How can I have consistent-return with exhaustive switch-case statements?

Question

I have code like this:

function (flavors: IceCreamFlavor): 'like'|'dislike' {
    switch (flavors) {
        case IceCreamFlavor.vanilla:
            return 'dislike';
        case IceCreamFlavor.chocolate:
            return 'like';
    }
}

This is exhaustive, and I have an eslint rule that ensures exhaustiveness.

For eslint / typescript, i have the consistent-return rule switched to on, which will complain during this. I don't want to add a default (b/c if I add a new ice cream flavor, i want the developer to have to handle it), but consistent-return doesn't realize this is exhaustive and will complain.

Any ideas on how I can handle this elegantly?

Answer 1

Okay, I figured out the problem with my question.

consistent-return comes from eslint, which doesn't know about types, so there's no great way of "fixing" consistent-return to know about this.

Probably the better way of doing it is to disable consistent-return and then to use typescript-lint's explicit-function-return-type or even no-unsafe-return or something like that.

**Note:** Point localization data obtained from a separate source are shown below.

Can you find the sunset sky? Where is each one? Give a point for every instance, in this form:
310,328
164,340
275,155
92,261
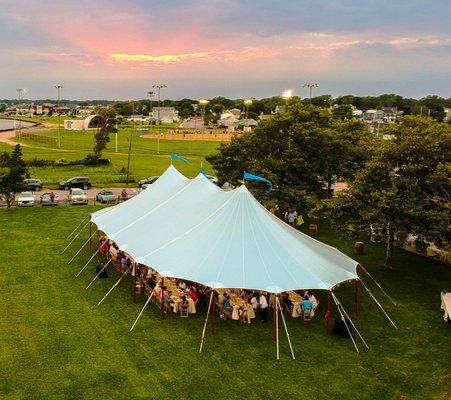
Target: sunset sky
109,49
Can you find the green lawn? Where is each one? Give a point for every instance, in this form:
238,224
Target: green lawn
144,159
55,344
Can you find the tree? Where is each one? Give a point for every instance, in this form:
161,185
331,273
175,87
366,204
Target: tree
12,174
107,125
298,151
402,192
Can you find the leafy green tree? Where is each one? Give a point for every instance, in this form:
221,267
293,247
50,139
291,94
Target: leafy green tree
107,125
13,171
402,192
298,151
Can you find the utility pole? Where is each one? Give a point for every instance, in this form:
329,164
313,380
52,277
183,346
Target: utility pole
310,86
18,125
159,86
58,88
130,146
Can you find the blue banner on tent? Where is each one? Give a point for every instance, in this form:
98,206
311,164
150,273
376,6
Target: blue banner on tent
175,156
247,176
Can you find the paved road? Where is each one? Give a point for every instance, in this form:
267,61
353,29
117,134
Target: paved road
63,194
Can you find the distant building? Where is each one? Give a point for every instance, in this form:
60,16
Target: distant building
192,123
84,111
91,122
139,119
166,114
373,116
48,109
280,109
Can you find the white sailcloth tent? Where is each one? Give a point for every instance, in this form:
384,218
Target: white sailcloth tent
192,230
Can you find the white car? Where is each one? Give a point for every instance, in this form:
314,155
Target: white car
25,199
77,196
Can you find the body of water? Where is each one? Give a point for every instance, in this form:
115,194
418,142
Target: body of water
6,124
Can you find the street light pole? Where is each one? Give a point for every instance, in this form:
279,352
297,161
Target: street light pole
159,86
58,88
310,86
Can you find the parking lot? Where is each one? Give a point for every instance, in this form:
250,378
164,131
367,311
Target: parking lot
62,195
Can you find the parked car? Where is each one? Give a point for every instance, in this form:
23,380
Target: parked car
77,196
148,181
128,194
25,199
49,199
81,182
212,178
32,184
106,196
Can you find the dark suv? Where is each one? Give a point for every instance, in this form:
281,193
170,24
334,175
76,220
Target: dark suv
32,185
81,182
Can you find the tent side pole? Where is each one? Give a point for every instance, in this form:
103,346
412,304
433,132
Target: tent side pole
357,298
346,324
79,272
352,323
286,331
106,265
81,248
276,313
206,320
375,300
109,291
162,297
377,284
75,237
142,310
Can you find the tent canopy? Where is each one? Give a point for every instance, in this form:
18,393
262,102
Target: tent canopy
191,229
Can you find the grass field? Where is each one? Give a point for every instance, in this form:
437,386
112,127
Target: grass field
144,159
55,344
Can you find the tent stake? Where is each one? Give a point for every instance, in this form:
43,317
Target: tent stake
78,226
87,263
352,323
375,300
75,237
346,324
109,291
206,320
145,305
81,248
286,330
377,284
106,265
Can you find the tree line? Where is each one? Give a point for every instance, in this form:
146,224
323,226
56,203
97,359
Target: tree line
397,189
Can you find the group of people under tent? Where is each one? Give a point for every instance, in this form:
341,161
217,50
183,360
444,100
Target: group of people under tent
181,297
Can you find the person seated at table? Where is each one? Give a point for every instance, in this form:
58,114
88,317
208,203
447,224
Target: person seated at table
152,281
312,298
254,301
286,300
228,305
306,305
193,295
183,302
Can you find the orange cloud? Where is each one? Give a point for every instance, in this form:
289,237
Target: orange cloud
231,55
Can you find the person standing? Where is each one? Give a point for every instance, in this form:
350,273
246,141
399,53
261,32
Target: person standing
263,307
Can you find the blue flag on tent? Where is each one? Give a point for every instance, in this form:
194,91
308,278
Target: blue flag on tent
251,177
175,156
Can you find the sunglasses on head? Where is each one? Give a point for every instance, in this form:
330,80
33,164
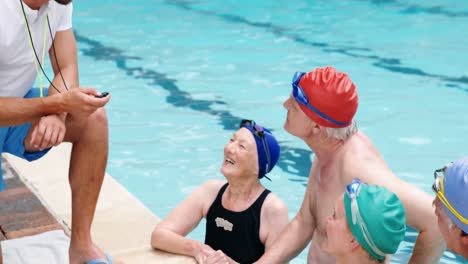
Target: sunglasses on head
259,131
438,188
299,95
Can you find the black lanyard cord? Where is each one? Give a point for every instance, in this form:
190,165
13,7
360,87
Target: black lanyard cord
35,53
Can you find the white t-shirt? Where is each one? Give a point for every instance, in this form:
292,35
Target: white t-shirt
17,69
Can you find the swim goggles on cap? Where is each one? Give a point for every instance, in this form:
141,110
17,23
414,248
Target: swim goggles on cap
300,97
352,190
438,188
259,131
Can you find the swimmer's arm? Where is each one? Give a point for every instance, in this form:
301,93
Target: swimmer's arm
65,46
420,215
296,235
169,235
274,219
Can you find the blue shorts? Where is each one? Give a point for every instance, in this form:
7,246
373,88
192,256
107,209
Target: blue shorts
12,140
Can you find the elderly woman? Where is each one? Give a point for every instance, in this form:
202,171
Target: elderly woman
367,224
451,188
242,217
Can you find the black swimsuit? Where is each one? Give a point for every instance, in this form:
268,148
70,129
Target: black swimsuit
237,234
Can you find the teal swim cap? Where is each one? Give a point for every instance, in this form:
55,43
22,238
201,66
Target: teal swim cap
376,218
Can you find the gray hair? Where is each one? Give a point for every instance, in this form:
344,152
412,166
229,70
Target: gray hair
342,133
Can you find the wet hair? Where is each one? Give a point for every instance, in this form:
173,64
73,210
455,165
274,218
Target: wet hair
341,133
374,260
63,2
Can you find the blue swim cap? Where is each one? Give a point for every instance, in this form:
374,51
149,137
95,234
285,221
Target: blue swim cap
267,147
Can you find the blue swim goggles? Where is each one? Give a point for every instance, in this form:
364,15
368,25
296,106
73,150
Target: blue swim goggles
299,95
352,190
259,131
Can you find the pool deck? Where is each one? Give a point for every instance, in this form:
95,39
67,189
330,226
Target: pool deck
39,191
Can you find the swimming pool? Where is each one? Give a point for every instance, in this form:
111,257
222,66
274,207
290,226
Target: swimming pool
183,73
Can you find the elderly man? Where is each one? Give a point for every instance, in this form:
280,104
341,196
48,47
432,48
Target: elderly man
451,188
321,112
30,126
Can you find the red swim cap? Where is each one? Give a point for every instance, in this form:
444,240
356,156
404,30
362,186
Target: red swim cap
332,93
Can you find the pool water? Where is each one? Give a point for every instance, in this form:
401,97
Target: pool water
183,73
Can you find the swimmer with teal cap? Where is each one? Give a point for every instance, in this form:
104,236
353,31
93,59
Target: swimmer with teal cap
368,223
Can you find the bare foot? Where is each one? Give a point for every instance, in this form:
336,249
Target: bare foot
82,255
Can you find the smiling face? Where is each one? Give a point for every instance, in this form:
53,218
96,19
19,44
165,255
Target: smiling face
339,239
240,155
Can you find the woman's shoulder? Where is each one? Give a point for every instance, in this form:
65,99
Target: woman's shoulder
212,186
273,205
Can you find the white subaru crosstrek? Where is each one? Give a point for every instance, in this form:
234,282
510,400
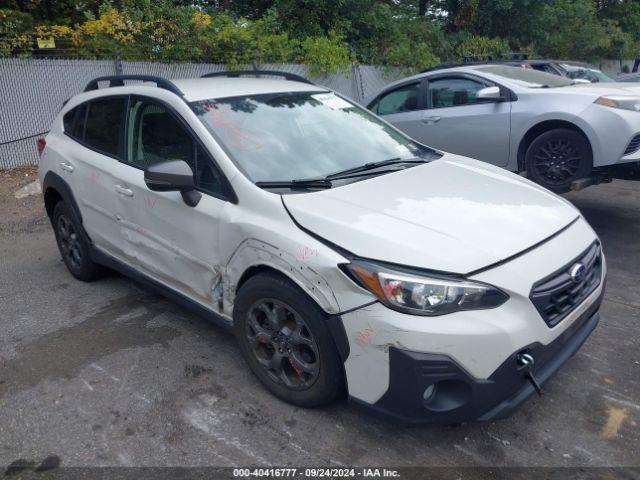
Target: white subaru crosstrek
345,256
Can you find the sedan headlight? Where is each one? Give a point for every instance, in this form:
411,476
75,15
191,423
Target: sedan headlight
423,295
625,102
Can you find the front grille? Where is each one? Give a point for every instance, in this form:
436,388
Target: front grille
557,295
633,146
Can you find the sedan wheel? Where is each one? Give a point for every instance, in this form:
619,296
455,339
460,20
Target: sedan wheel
557,161
557,158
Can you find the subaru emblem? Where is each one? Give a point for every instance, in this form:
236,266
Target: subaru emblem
578,272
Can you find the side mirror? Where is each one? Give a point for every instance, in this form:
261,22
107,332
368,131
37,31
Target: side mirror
173,176
491,94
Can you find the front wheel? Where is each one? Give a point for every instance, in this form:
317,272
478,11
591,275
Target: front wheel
73,246
557,158
284,338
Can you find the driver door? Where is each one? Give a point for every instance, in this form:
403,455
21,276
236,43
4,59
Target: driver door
168,240
457,121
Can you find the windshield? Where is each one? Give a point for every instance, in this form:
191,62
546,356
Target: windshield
586,73
526,77
287,136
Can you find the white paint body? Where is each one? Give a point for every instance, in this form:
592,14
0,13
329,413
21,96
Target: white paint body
454,214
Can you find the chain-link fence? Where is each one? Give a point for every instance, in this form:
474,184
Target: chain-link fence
33,90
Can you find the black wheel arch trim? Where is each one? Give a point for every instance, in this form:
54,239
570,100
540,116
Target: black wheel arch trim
54,181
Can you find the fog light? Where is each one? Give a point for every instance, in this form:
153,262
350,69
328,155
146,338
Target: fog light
446,395
429,392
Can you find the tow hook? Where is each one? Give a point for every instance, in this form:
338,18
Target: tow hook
525,365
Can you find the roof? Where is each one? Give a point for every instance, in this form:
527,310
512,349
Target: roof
195,89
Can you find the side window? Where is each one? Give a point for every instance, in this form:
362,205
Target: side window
453,92
403,99
67,120
157,135
104,120
73,121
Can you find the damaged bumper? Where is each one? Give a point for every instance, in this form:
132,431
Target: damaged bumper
434,388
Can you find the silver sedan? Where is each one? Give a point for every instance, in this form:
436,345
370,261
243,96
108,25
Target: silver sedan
564,135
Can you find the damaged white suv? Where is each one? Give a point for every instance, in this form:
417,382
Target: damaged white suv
346,257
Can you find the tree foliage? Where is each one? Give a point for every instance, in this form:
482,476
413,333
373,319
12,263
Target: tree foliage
328,34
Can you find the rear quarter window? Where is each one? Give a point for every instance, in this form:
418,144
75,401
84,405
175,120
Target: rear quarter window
73,122
103,129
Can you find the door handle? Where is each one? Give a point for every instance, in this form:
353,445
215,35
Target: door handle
431,120
127,192
67,166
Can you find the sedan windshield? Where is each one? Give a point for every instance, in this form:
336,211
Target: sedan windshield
300,135
526,77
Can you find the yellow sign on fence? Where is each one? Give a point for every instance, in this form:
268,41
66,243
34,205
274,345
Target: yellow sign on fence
46,42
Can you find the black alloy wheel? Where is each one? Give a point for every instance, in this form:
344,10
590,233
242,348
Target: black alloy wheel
282,344
557,158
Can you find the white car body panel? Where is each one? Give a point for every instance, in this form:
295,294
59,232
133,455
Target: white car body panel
479,340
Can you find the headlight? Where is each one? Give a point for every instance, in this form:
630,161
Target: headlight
625,102
423,295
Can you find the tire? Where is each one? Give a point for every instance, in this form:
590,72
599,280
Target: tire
73,245
557,158
284,339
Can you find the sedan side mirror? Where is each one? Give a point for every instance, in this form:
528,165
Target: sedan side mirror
173,176
491,94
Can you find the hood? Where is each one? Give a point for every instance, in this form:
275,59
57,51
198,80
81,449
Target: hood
452,215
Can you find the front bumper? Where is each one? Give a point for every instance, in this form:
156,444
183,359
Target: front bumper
459,397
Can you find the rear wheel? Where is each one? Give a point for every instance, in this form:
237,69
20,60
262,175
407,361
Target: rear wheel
557,158
284,338
73,246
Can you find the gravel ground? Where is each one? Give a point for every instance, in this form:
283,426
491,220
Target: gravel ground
111,374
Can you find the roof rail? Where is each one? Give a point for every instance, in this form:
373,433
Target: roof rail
118,81
257,73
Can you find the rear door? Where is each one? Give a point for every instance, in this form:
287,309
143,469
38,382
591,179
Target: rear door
161,235
98,146
457,121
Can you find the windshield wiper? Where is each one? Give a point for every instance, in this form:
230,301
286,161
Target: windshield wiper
320,183
371,166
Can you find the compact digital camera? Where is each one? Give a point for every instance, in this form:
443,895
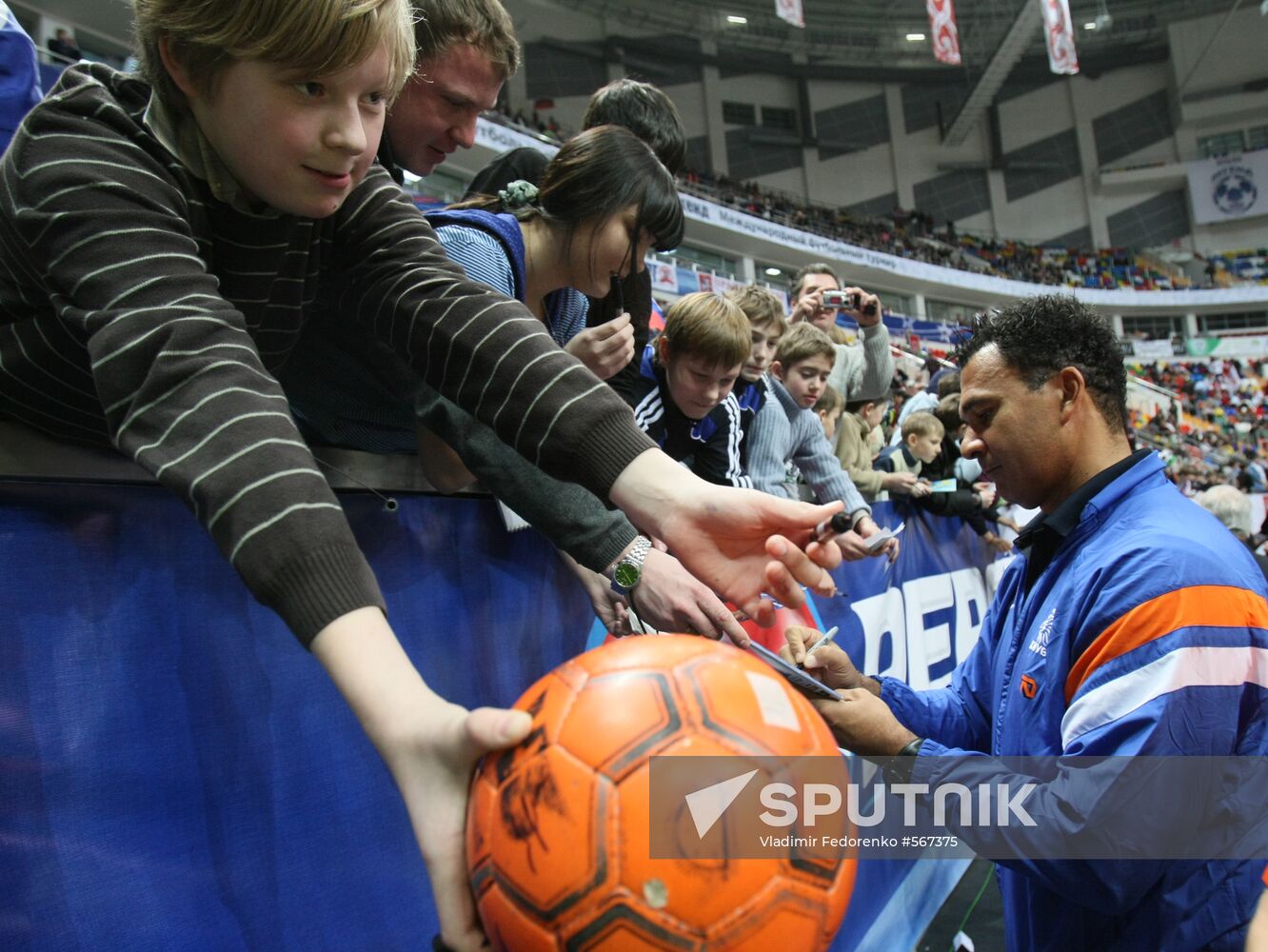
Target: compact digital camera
846,301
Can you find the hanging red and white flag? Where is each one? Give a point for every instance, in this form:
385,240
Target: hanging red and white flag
790,11
946,37
1059,34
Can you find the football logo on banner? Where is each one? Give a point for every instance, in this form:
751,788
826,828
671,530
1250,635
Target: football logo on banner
790,11
942,30
1234,190
1059,35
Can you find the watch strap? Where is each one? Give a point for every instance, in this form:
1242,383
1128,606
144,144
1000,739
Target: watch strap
628,570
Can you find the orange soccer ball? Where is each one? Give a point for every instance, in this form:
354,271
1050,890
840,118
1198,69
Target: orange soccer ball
558,840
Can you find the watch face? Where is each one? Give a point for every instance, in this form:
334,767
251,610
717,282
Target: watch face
626,576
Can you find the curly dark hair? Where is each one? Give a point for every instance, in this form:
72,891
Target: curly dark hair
1042,335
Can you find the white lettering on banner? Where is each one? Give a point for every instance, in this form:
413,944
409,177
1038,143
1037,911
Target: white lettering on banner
500,138
882,618
901,615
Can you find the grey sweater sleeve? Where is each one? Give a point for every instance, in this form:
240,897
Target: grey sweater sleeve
863,369
571,517
767,443
822,469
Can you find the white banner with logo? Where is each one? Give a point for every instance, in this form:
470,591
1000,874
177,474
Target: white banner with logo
1153,350
1059,35
1230,188
664,276
942,31
790,11
1247,347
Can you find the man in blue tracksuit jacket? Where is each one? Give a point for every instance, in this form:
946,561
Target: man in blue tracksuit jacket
1133,624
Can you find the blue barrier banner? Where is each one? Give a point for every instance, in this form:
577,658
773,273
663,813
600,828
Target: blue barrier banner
175,769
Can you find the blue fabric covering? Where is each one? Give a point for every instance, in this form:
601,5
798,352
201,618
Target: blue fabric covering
19,75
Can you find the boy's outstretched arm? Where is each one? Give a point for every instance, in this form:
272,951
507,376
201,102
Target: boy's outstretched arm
740,543
430,746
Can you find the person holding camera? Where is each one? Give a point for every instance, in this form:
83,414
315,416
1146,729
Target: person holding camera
818,298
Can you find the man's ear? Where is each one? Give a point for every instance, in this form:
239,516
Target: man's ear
662,348
175,69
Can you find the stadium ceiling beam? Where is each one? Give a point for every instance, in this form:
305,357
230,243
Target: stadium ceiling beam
1009,50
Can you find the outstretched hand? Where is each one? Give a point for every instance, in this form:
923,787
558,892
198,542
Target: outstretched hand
435,783
430,748
605,348
740,543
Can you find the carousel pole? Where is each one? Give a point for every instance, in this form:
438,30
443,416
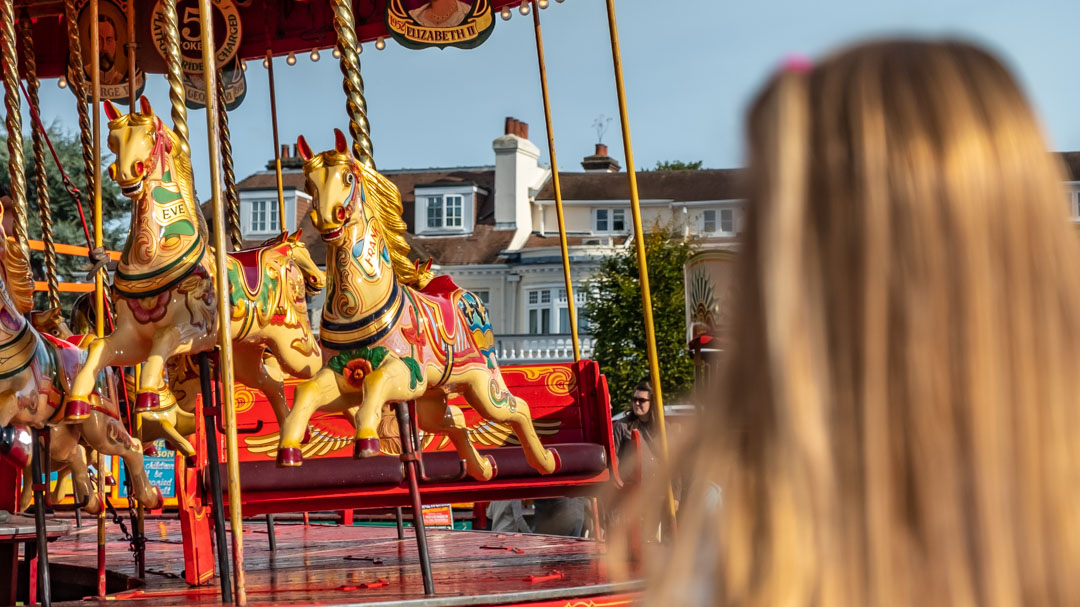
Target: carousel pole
231,196
138,514
643,268
225,339
570,307
95,75
40,179
273,119
355,104
78,82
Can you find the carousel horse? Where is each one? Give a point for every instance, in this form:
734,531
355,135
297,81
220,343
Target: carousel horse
163,289
392,334
36,372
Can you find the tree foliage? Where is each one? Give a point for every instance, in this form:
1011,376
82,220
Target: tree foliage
678,165
67,227
615,311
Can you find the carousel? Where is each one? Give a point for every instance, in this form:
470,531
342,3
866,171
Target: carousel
190,364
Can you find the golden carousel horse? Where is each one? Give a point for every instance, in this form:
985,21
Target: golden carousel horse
36,373
392,334
163,288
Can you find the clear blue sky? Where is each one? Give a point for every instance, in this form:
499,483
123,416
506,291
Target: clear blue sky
689,73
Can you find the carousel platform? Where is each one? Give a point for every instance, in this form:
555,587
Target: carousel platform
335,565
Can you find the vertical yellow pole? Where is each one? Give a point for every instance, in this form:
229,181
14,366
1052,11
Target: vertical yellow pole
224,313
571,308
95,78
643,268
277,147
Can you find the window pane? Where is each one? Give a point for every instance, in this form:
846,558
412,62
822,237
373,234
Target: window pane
727,220
709,218
435,212
454,204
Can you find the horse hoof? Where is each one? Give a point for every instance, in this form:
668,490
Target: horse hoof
159,500
288,457
15,443
365,447
77,410
147,401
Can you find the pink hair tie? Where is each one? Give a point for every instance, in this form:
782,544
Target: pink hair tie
798,64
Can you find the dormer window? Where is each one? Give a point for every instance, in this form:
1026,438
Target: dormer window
445,211
609,220
718,221
264,216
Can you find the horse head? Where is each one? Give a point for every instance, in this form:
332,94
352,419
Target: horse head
138,139
335,184
314,280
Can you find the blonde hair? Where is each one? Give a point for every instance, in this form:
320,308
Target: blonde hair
899,419
383,199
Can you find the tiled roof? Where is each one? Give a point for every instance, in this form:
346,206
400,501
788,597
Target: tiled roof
680,186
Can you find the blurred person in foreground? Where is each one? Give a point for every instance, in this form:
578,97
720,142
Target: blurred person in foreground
899,421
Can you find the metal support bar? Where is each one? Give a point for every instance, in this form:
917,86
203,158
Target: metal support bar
643,267
224,309
44,590
570,305
412,473
215,477
270,534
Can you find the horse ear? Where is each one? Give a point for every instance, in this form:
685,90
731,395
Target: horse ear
339,143
304,148
110,110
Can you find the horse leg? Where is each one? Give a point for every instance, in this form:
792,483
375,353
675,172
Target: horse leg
487,393
320,392
120,347
166,340
392,382
435,416
265,376
109,437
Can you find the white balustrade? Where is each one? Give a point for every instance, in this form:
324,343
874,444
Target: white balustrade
523,349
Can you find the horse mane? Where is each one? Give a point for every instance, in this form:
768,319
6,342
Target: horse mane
17,275
183,176
381,196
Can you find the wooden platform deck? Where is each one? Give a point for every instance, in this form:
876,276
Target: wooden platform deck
329,565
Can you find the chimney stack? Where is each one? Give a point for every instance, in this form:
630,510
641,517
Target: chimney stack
516,127
601,162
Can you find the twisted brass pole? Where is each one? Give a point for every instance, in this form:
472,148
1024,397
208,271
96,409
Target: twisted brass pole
78,82
40,179
14,122
355,105
175,76
231,197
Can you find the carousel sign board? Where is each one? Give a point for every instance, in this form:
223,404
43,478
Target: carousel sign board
228,35
419,24
112,55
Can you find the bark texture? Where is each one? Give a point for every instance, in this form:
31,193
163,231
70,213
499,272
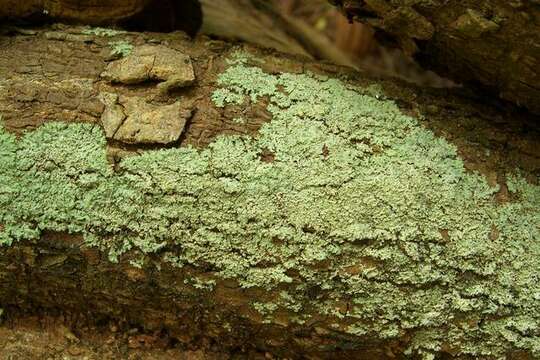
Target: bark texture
493,43
229,292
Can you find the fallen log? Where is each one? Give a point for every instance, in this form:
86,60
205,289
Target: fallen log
254,198
492,43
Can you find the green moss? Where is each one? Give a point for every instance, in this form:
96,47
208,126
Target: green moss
120,48
361,205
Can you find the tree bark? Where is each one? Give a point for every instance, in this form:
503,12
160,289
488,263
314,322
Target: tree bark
343,298
493,43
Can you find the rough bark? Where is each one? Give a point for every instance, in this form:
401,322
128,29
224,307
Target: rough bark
493,43
55,75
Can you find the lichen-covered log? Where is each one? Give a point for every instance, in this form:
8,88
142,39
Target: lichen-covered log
301,209
493,43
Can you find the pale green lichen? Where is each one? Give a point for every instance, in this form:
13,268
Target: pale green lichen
120,48
360,205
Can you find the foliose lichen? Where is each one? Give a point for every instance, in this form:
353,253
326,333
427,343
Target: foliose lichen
363,215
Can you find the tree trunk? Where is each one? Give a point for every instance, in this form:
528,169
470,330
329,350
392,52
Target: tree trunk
493,43
289,208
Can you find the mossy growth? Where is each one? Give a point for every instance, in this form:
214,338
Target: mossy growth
120,48
363,215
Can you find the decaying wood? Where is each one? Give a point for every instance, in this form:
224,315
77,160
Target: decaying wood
55,75
495,43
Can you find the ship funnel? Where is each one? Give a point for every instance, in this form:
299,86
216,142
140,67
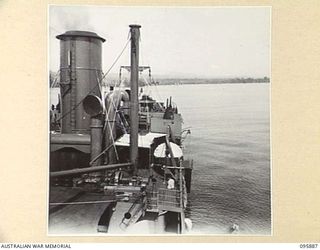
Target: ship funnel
93,105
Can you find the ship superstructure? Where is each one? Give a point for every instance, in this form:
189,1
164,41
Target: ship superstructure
116,160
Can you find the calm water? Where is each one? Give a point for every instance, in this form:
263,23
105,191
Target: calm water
230,145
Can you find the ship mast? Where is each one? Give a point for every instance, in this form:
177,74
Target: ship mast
134,102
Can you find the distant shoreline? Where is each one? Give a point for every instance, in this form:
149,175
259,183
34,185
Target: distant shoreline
174,81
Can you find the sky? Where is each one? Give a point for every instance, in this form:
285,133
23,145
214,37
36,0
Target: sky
202,42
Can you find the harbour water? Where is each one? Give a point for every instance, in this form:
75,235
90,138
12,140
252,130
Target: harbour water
230,146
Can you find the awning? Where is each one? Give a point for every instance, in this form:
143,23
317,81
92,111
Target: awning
144,141
160,151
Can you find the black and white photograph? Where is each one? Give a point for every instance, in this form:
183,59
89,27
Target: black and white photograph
159,120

Because that would be really costly to move the whole codebase over to strongly typed functions, you could contribute a tslint rule that does consistent-return that does know about types, but if you're using ts, you probably just want to remove consistent-return.

Answer 2

Probably way too late to help OP, but for any future readers: the TS config option noImplicitReturns gives all the benefits of ESLint's consistent-return, while also supporting exhaustive switches/etc. because it's type-aware.

for reference:

• https://blog.logrocket.com/exploring-advanced-compiler-options-typescript/#noimplicitreturns
• https://www.typescriptlang.org/tsconfig#noImplicitReturns